Pic via National Confidential
There is, to be sure, an Eric Esch-sized body of evidence that Mitt Romney is a louse, but I think the scurvy wellspring of his suckiness can essentially be summed up as such: he is the archetypal American politician (no, I don’t care that he’s Mormon), and if you identified him as such, he’d take it as a compliment. What that means is he’s willing to do and say anything to get ahead, even at the cost of rational thinking and the greater good. Here’s the latest example – from Evan Osnos of the New Yorker – of him sinking to the depths of American politics to muddy the image of the current administration:
Smelling blood, Mitt Romney, at a campaign stop in Portsmouth, Virginia, said Thursday that the Obama Administration’s handling of Chen’s case appeared to be “a dark day for freedom. And it’s a day of shame for the Obama administration.”

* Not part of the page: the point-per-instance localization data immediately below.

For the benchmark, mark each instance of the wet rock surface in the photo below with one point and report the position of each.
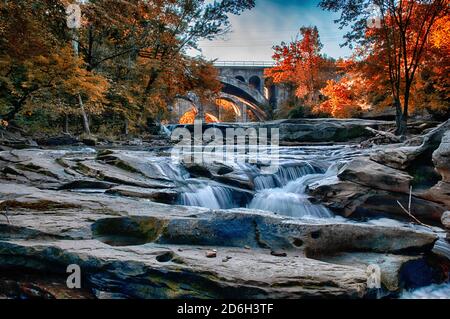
(115, 213)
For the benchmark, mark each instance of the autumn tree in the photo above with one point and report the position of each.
(301, 66)
(398, 40)
(142, 45)
(38, 66)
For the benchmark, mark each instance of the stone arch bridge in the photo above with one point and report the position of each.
(246, 96)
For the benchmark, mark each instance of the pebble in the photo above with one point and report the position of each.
(278, 253)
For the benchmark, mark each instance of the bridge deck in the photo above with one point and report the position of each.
(264, 64)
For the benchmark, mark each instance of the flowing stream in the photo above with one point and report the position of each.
(282, 192)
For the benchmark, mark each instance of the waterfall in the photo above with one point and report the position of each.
(291, 199)
(285, 174)
(214, 197)
(289, 204)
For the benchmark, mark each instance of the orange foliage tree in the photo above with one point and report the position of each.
(397, 46)
(300, 65)
(37, 66)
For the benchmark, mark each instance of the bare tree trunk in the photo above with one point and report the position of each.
(86, 128)
(126, 129)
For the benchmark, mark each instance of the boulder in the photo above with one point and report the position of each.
(401, 156)
(166, 196)
(351, 199)
(441, 158)
(440, 193)
(373, 175)
(142, 249)
(62, 140)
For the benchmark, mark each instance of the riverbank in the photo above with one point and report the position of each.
(314, 229)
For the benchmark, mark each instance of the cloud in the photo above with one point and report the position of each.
(255, 32)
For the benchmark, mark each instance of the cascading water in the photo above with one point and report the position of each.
(214, 197)
(291, 199)
(285, 175)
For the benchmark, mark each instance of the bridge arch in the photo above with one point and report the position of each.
(255, 82)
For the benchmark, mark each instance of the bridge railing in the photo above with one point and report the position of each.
(268, 64)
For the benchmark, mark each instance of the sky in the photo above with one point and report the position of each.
(255, 32)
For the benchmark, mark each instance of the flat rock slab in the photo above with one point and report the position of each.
(165, 196)
(388, 265)
(151, 271)
(371, 174)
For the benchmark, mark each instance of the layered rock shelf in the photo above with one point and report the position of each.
(131, 220)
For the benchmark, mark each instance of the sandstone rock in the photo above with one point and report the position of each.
(58, 140)
(441, 158)
(368, 173)
(446, 220)
(401, 156)
(117, 175)
(135, 272)
(222, 173)
(347, 198)
(125, 246)
(38, 167)
(440, 193)
(391, 266)
(165, 196)
(138, 162)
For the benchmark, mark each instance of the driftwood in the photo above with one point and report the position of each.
(408, 211)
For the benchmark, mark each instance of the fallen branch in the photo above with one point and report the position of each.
(408, 211)
(7, 218)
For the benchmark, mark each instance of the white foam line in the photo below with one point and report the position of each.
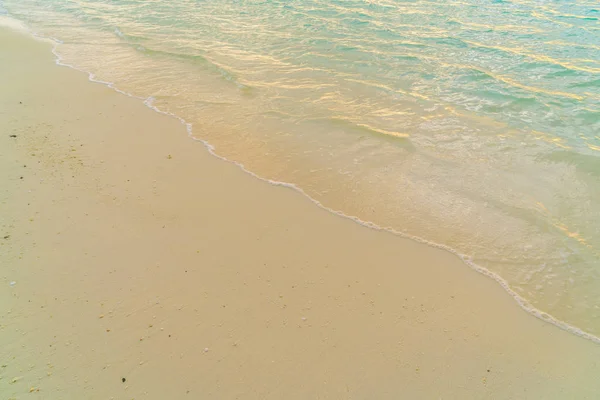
(522, 302)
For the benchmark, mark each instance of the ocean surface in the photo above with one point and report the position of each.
(470, 124)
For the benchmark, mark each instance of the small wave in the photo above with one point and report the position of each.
(522, 302)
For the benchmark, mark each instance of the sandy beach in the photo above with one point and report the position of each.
(135, 265)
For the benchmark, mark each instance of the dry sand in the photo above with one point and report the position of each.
(145, 268)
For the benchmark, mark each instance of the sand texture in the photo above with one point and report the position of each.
(135, 265)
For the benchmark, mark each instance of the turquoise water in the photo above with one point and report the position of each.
(471, 124)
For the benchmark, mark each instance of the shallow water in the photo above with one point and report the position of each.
(471, 124)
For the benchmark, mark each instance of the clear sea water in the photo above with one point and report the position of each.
(473, 124)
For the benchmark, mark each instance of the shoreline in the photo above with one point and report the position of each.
(365, 348)
(521, 301)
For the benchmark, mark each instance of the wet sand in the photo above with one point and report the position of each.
(135, 265)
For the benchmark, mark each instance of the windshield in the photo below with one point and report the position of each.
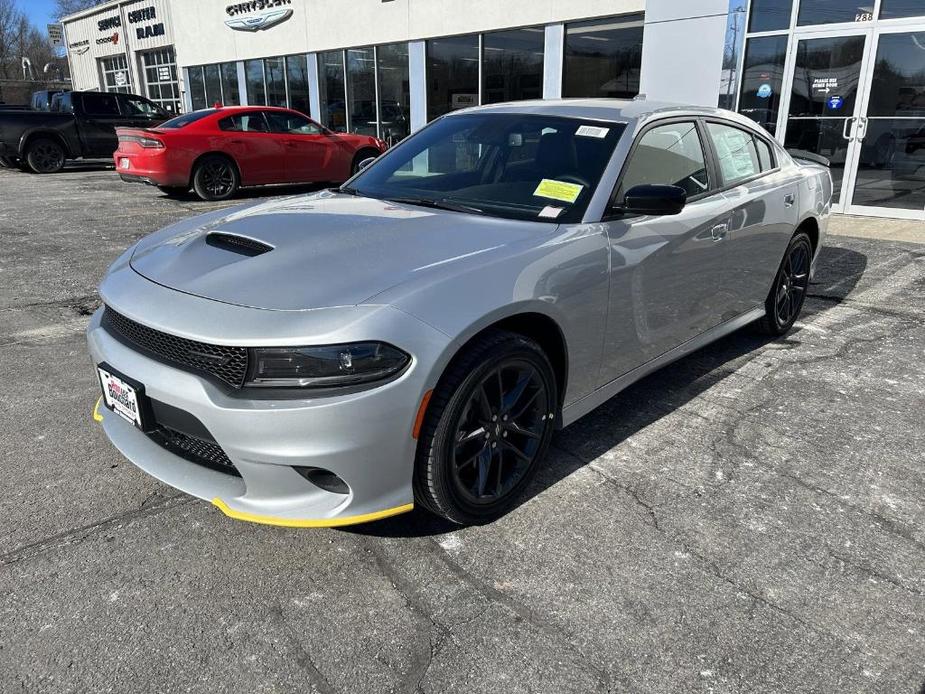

Even as those words escaped his lips, Romney seemed to sense that he was preening on shifting ground: In four sentences about “the reports” from Beijing that the Administration had ushered Chen prematurely out the door of the embassy, the candidate inserted some version of “if they’re accurate” no fewer than four times, though he nevertheless saw fit to indict the administration’s handling of the episode. If the Governor has an alternative vision for how diplomats might better have handled such an unprecedented case, he has yet to grace us with it.
You know who else is criticizing the United States over its handling of Chen Guangcheng? Oh, that’s right, these party-toeing louses (sampled heavily from Eric Fish of Sinostand):
Chen Guangcheng has become a tool and a pawn of the U.S. politicians to discredit China.
[Ambassador Gary Locke's] actions were a “show” and “performance” to attract attention, which is typical Western politician behavior. It’s impulsive and hypocritical. It’s not only offensive to Chinese, but the American media also criticizes such behavior.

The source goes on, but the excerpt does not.